HSBC has seen its profit before tax drop by just over 1% in the year to 31 March, totalling $9.37bn, following a $400m "fraud-related, secondary, securitisation exposure" with a UK financial sponsor in its corporate and institutional banking business.
The bank said this profit drop also reflected higher expected credit losses.
In this period, HSBC saw its revenue increase by 6% to $18.6bn, following strong growth in wealth fees and other income in its international wealth and premier banking and Hong Kong business segments, supported by higher customer activity.
Furthermore, its net interest income totalled $8.9bn, marking an 8% increase. This was driven by deposit balance growth, which is the benefit of its reinvestment of its structural hedge at higher yields and the impact of lower market interest rates on the funding deployed to the trading book.
HSBC also announced that its average return on tangible equity (RoTE) was 17.3%, compared with 17.9% in Q1 2025.
Group chief executive officer at HSBC, Georges Elhedery, stated: "We continued to make positive progress in creating a simple, more agile, growing HSBC. Each of our four businesses contributed to firm-wide revenue growth and each delivered an annualised RoTE in excess of 17%, excluding notable items.
"In periods of greater uncertainty, customers turn to us more as their trusted partner to navigate complexity with the financial strength, stability and expertise they know they can rely on. We remain confident in achieving the targets we set out in February 2026."
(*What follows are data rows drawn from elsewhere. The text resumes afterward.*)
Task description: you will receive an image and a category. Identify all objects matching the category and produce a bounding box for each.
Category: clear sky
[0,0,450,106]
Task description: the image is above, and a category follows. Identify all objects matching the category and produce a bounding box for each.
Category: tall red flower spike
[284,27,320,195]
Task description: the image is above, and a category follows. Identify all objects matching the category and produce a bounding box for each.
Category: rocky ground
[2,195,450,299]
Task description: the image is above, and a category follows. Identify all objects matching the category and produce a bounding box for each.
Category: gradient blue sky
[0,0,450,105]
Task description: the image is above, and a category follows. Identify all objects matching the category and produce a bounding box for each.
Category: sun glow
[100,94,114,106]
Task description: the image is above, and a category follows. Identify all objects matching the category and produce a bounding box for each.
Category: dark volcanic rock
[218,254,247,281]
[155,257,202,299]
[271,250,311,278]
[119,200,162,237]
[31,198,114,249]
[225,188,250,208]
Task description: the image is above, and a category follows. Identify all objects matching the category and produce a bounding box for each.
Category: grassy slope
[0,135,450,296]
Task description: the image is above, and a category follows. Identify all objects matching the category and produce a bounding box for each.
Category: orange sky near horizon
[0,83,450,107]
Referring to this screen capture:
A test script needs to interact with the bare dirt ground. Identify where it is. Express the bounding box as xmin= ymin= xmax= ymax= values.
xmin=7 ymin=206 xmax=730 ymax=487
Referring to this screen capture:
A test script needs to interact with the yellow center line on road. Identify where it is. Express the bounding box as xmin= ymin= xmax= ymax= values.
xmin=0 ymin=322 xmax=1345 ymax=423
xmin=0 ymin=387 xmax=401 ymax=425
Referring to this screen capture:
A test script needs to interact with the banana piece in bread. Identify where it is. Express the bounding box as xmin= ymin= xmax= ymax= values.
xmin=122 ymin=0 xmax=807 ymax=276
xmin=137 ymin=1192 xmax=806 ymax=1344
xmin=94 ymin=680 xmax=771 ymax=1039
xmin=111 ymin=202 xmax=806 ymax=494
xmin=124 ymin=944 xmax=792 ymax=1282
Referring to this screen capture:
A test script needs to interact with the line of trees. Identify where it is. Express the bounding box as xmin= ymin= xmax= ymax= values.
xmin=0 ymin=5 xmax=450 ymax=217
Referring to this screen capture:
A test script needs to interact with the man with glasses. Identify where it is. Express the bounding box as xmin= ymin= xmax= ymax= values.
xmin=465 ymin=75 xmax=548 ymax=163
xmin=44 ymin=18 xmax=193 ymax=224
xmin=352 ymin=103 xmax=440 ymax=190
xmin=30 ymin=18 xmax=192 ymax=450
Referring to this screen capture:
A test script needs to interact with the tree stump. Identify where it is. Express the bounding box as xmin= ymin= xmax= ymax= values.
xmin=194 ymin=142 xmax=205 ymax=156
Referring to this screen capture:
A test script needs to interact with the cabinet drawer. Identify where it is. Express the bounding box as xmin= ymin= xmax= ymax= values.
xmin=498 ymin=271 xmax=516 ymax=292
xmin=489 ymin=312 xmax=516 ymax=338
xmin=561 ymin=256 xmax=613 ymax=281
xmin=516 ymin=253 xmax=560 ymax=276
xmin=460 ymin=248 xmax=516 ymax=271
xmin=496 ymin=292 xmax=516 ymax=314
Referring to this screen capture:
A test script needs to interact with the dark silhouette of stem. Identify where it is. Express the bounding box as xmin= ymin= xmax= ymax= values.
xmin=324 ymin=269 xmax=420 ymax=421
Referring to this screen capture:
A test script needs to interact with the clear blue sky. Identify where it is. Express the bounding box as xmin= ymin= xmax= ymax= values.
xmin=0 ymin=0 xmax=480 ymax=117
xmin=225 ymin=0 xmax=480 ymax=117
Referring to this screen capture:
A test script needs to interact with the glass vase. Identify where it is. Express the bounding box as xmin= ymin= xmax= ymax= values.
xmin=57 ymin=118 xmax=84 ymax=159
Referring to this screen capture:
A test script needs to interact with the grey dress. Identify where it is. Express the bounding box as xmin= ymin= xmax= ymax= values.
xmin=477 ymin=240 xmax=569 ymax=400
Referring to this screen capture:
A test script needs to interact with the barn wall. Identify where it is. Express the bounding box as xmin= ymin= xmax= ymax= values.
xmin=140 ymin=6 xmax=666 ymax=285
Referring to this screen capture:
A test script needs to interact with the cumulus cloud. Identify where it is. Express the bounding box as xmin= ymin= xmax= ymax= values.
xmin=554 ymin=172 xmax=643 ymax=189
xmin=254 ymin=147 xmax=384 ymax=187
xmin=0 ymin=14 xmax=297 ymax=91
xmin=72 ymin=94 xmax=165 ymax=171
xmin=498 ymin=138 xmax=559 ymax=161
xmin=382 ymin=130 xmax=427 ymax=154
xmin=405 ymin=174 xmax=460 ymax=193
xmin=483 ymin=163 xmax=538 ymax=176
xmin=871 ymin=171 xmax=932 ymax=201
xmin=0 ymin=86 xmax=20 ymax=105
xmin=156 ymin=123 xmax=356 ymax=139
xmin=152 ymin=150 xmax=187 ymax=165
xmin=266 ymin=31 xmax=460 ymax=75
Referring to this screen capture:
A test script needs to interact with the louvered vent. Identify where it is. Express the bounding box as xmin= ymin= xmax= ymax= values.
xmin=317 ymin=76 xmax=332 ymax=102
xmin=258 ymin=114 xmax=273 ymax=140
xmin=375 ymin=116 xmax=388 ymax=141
In its outlook, the bank said the macroeconomic outlook, is facing heightened uncertainty, "creating volatility in both economic and financial markets resulting in both tailwinds and headwinds".
HSBC said it is well-positioned to manage the impact of these challenges through its revenue streams, conservative approach to credit and strong deposit franchise.
It now expects its banking net interest income to reach around $46bn in 2026, while its RoTE is expected to stay at 17% or better for 2026, 2027 and 2028 respectively.
Head of markets at HSBC, Dan Coatsworth, stated that the bank's exposure to faster growing developing economies brings extra growth potential along with added risks.
He added: "Revenue was better than anticipated and the company is seeing good growth in insurance and wealth management, particularly in Hong Kong. These are income streams which are less tied to interest rates and therefore more consistent.
"The shifting outlook on interest rates, with central banks battling to contain inflationary pressures linked to the current energy shock, has prompted an increase in net interest income forecasts. Elhedery’s messaging aimed to reassure investors that his overhaul of the business, which involves stripping out costs and exiting lower growth markets, remains on track.
"For the most part Elhedery’s tenure and strategy has been warmly received by the market. We now have a reminder of the challenges banks face against an uncertain and frequently shifting backdrop. In HSBC’s case, the turnaround of a business which is the stock market equivalent of a container ship won’t always be smooth sailing."